The son of a working-class Irish immigrant builder, Halligan does not have the normal background of many among the commentarial elite.
He won a scholarship to John Lyon School, an independent boys' school in northwest London, which transformed his opportunities and where he is now a governor.
"It was a huge cultural chasm for me to leap, but I was good at football and fast-talking and, for the most part, the teachers were generous and when I left I was head boy," he says.
He went on to Warwick University (near Coventry in the West Midlands), where he took a first in economics, and then to Oxford, where he got a master of philosophy degree before embarking on his career, first as an economics researcher and then as a top-flight journalist.
He believes his working-class background gives him more of an insight into the way ordinary people think about the Brexit issue.
He certainly has no time for the elite who look down on those who voted to leave as somehow intellectually inferior.
"They are trying to tell me that their vote counts for more than a lorry driver from Scunthorpe (English north Midlands town), and the people I grew up with - who I know are as shrewd as anyone I've met in Westminster - are thick, when they are not. Don't equate education and brains," he says.
He says immigration was clearly a factor in the Brexit vote for many people in Britain, particularly those doing lower-paid jobs.
"I am the son of an immigrant and have argued that it (immigration) is a good thing for the UK my entire adult life. When, however, you move from net immigration of 50,000 in 1997 to 350,000 in 2016, don't tell me that the wages of lower-skilled workers haven't been hammered."
Halligan says one of the main advantages of Brexit will be for the UK to break free of European regulation and hinge itself to the faster-growing emerging economies, particularly China.

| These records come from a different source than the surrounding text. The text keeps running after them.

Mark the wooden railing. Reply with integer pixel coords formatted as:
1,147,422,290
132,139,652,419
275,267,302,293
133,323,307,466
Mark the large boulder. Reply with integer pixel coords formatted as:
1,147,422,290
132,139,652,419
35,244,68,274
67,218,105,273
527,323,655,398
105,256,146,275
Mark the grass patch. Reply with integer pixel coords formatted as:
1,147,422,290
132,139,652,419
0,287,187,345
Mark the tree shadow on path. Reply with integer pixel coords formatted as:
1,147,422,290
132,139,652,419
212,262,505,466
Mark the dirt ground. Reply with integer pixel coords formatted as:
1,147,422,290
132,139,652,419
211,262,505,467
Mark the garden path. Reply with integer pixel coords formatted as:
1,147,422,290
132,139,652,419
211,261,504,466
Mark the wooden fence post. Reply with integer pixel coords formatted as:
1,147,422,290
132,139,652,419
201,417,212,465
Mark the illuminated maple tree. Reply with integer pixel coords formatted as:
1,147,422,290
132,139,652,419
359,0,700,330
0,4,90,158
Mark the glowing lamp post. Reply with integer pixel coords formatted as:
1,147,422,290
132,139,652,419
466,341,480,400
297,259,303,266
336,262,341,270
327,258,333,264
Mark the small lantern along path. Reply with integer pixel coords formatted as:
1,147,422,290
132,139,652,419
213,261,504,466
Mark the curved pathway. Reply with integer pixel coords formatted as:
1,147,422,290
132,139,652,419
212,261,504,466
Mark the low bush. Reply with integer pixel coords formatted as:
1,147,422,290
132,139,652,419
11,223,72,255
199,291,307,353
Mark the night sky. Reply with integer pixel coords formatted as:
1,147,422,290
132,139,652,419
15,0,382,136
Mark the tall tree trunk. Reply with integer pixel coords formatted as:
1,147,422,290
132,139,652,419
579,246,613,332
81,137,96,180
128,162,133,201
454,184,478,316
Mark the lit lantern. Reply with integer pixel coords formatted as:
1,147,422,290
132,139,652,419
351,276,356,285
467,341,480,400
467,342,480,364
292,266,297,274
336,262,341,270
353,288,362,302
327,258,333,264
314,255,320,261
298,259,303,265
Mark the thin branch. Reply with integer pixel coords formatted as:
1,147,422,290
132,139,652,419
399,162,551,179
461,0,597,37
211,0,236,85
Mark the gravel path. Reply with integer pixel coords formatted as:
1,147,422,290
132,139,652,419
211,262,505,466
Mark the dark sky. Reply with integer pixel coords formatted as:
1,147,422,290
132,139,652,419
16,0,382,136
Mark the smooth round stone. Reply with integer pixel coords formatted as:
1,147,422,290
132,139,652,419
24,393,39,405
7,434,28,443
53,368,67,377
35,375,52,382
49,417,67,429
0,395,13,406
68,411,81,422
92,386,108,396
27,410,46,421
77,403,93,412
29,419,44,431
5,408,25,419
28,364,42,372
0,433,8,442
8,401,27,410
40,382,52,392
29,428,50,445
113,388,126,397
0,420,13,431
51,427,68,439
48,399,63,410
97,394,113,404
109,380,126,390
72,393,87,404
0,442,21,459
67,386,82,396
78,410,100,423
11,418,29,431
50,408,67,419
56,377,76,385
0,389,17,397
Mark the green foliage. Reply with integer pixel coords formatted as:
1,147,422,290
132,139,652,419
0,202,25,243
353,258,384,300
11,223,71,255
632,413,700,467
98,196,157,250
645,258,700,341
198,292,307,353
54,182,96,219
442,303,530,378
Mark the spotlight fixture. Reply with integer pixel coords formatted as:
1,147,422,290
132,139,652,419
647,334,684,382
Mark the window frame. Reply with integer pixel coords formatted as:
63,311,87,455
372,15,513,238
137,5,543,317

"You can't ignore the massive economic expansion in China and the fact it has more (foreign exchange) reserves than any other country, or the fact that it is the world's biggest creditor. It is increasingly challenging US hegemony. What happens will depend partly on the Chinese and how the big Western countries respond," he says.
"You can't contain China. It is stupid, jingoistic and naive to think you can and, as somebody who has kicked around emerging markets, the most important thing - and history shows this - is to trade. Because when countries trade, that is when the chances of conflict are at their minimum."